In the 21 century, optical technologies start to gather fruits for its long investment in research and development supported by technologies developed for microelectronics. The basic driver is miniaturization and with the maturity of micro- and nanofabrication tools even standard optical components like lenses will change their appearance. Especially the move from single components, to complete systems and their integral optimization will challenge the research and development activities and opens a disruptive pathway to optical component design and manufacture. Everything gets smaller, everything must interact perfectly, and everything should be designed together. If we look at technologies, what are the ongoing challenges? As mentioned optics uses many different techniques but with the same goal: achieving the optical quality of the components. The term “optical quality” stands for nanometer precision. For lenses, it means excellent surface definition and quality, but for nanostructured components, its definition becomes more complex and includes uniformity over surfaces of millimeter size. If we look at miniaturization in optics, we see several challenges.
Firstly, the optical elements need to be connected to the macroscopic world and will need to cover a certain surface or volume. High-quality production over millimeters for nanometer scale structures needs to be developed.
Secondly, to fully profit from the fine structure of the components one would like to change parameters of nanostructures locally. With mm size optical element and a 100 nm sized basic structural element, one ends up with more than 100 million elements. If only a few of them are used for the design of an optical function, then the parameters space for optimization will not be manageable with conventional design approaches. An optical multidimensional system design can handle many parameters and is based on a rigorous method which needs to become the standard. An optical design will become a big data problem.
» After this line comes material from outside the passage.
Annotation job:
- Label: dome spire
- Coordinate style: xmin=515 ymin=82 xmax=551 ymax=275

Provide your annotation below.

A third challenge is the characterization at different lengths of scale. Often underestimated, is the link between the quality of nanostructures and its optical function, which is not easy to establish. The ultimate characterization technique would have a large field of view in the millimeter range – to see the whole element at once and still deliver nanometer resolution. But such techniques do not exist yet and would lead to data volumes for analyses that are not manageable by the existing informatics infrastructure. The optical characterization is already a big problem where data is concerned.
Our activities are based on experiences in the most modern fields of research in optics: nano-photonics including meta-surfaces and meta-materials, micro-optics referring to refractive and diffractive structures and system optics which takes up the different aspects of integrating such components. NOLOSS allows 15 fellows to pursue their PhDs in the industry in the framework of a European Indus- trial Doctorate (EID) Marie Curie Actions. With 12 participants, including nine partners from the industry, this allows us to widen the view of technology development at industrial partners, as they expand their network to SMEs that would not otherwise be possible.